A Le Conte's Sparrow at Sandy Hook

Sandy Hook has been a hotbed for rarities lately. It seems like one per week is showing up. The most recent one was a Le Conte's Sparrow found yesterday. Unfortunately, I was at work and didn't get a chance to see it. Le Conte's Sparrow is becoming an almost yearly bird in NJ. From what I know, all records are from the fall and most are from Cape May and Sandy Hook.

Le Conte's Sparrow is a tiny, mouse-like bird. It's notorious for its skulking behavior and for running on the ground under dense brush vs. flying from perch to perch. A view of this bird on its nesting territory is as difficult as getting a view of a vagrant like this. It's one of the Ammodramus sparrows - known for their short tails, chunky bodies and flat foreheads. I personally have a hard time separating some of these species. The key to identifying Le Conte's Sparrow is the combination of the buffy orange face and chest, the white crown stripe, and streaking on the sides and flanks (and sometimes on the chest).

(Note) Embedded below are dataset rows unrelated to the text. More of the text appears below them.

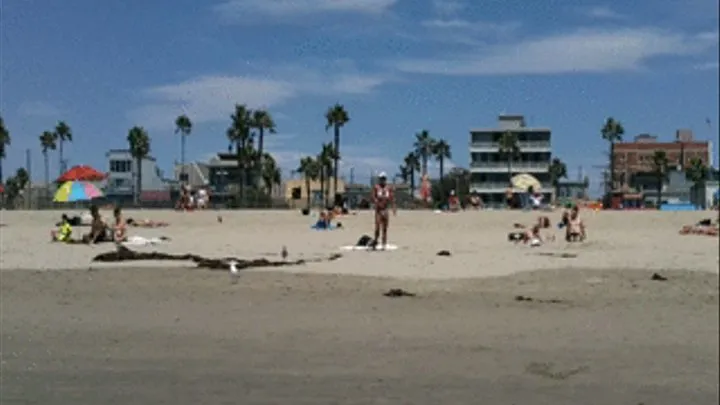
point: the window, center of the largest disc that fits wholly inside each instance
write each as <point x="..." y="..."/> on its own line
<point x="120" y="166"/>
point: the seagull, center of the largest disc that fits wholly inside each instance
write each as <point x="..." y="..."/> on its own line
<point x="234" y="272"/>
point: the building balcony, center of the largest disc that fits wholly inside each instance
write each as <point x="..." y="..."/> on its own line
<point x="517" y="167"/>
<point x="499" y="187"/>
<point x="525" y="146"/>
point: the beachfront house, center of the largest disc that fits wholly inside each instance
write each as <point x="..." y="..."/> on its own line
<point x="489" y="176"/>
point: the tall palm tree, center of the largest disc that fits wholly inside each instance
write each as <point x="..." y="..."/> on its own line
<point x="311" y="171"/>
<point x="612" y="131"/>
<point x="336" y="117"/>
<point x="698" y="173"/>
<point x="270" y="173"/>
<point x="262" y="121"/>
<point x="558" y="170"/>
<point x="139" y="142"/>
<point x="239" y="133"/>
<point x="412" y="164"/>
<point x="63" y="134"/>
<point x="509" y="149"/>
<point x="325" y="164"/>
<point x="660" y="164"/>
<point x="48" y="142"/>
<point x="4" y="143"/>
<point x="183" y="127"/>
<point x="424" y="145"/>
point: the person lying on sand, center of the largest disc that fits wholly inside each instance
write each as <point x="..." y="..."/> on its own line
<point x="148" y="223"/>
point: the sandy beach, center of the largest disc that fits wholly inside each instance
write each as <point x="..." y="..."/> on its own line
<point x="592" y="327"/>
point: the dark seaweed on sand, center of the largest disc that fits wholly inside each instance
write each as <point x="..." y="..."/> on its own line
<point x="123" y="254"/>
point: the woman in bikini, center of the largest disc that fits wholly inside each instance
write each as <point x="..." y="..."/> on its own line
<point x="383" y="200"/>
<point x="575" y="227"/>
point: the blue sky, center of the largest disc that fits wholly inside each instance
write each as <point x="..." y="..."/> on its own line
<point x="398" y="66"/>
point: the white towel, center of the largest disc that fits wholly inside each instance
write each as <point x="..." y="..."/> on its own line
<point x="142" y="241"/>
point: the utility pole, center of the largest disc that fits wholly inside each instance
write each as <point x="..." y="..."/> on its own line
<point x="28" y="168"/>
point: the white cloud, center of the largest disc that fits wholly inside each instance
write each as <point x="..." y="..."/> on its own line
<point x="604" y="13"/>
<point x="211" y="98"/>
<point x="592" y="51"/>
<point x="38" y="109"/>
<point x="448" y="7"/>
<point x="240" y="9"/>
<point x="708" y="66"/>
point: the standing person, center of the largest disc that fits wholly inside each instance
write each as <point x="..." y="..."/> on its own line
<point x="382" y="199"/>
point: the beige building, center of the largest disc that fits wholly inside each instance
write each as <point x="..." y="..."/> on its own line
<point x="296" y="191"/>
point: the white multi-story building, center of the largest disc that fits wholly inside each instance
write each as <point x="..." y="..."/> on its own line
<point x="489" y="167"/>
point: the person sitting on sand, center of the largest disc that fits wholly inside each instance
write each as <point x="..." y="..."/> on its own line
<point x="575" y="230"/>
<point x="120" y="226"/>
<point x="98" y="228"/>
<point x="148" y="223"/>
<point x="64" y="231"/>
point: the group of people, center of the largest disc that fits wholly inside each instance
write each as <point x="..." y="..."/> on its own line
<point x="100" y="230"/>
<point x="570" y="221"/>
<point x="190" y="200"/>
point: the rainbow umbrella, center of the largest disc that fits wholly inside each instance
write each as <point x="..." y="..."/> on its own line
<point x="72" y="191"/>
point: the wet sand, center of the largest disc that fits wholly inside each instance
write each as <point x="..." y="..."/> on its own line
<point x="593" y="333"/>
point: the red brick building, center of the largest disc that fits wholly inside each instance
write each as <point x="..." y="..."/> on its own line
<point x="635" y="157"/>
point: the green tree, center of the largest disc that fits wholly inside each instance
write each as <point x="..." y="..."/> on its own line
<point x="139" y="142"/>
<point x="63" y="133"/>
<point x="509" y="149"/>
<point x="263" y="122"/>
<point x="48" y="142"/>
<point x="412" y="164"/>
<point x="336" y="117"/>
<point x="183" y="127"/>
<point x="4" y="143"/>
<point x="612" y="132"/>
<point x="660" y="165"/>
<point x="271" y="173"/>
<point x="441" y="152"/>
<point x="240" y="134"/>
<point x="311" y="171"/>
<point x="423" y="148"/>
<point x="325" y="163"/>
<point x="558" y="170"/>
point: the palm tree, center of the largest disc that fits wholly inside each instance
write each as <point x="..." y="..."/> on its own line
<point x="4" y="143"/>
<point x="63" y="134"/>
<point x="424" y="146"/>
<point x="509" y="149"/>
<point x="139" y="142"/>
<point x="270" y="173"/>
<point x="262" y="121"/>
<point x="698" y="173"/>
<point x="660" y="169"/>
<point x="325" y="165"/>
<point x="612" y="131"/>
<point x="183" y="127"/>
<point x="48" y="142"/>
<point x="311" y="171"/>
<point x="558" y="171"/>
<point x="412" y="164"/>
<point x="239" y="133"/>
<point x="336" y="117"/>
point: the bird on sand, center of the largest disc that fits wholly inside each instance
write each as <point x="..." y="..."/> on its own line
<point x="283" y="253"/>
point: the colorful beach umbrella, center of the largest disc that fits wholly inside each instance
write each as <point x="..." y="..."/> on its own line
<point x="72" y="191"/>
<point x="524" y="181"/>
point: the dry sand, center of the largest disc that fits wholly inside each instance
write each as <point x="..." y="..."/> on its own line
<point x="599" y="330"/>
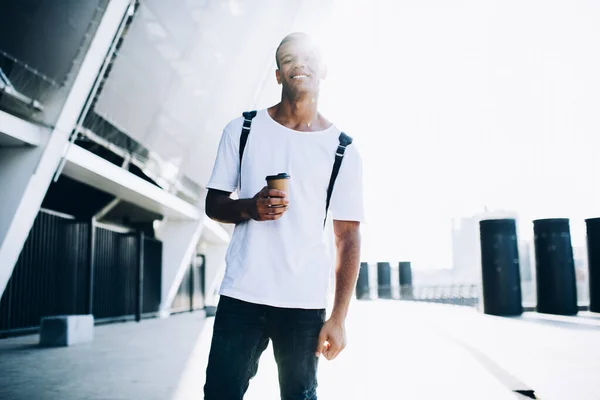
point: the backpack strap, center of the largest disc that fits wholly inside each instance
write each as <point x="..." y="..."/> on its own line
<point x="248" y="116"/>
<point x="345" y="141"/>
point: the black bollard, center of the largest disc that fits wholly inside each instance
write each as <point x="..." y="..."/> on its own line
<point x="405" y="279"/>
<point x="556" y="286"/>
<point x="362" y="284"/>
<point x="593" y="242"/>
<point x="500" y="267"/>
<point x="384" y="280"/>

Le Conte's Sparrows nest in northern central US and central Canada. They winter in the southeast and south-central US across the Gulf Coast. An interesting fact from Cornell: "Few Le Conte's Sparrows have ever been banded. Of the 355 banded between 1967 and 1984, none was ever recovered." Another interesting fact from Wikipedia: "John James Audubon named this bird after a friend, Doctor Le Conte. It is generally believed that he meant John Lawrence Le Conte, although some feel that he was referring to another John Le Conte, also a doctor, and John Lawrence's cousin." I guess we'll never know.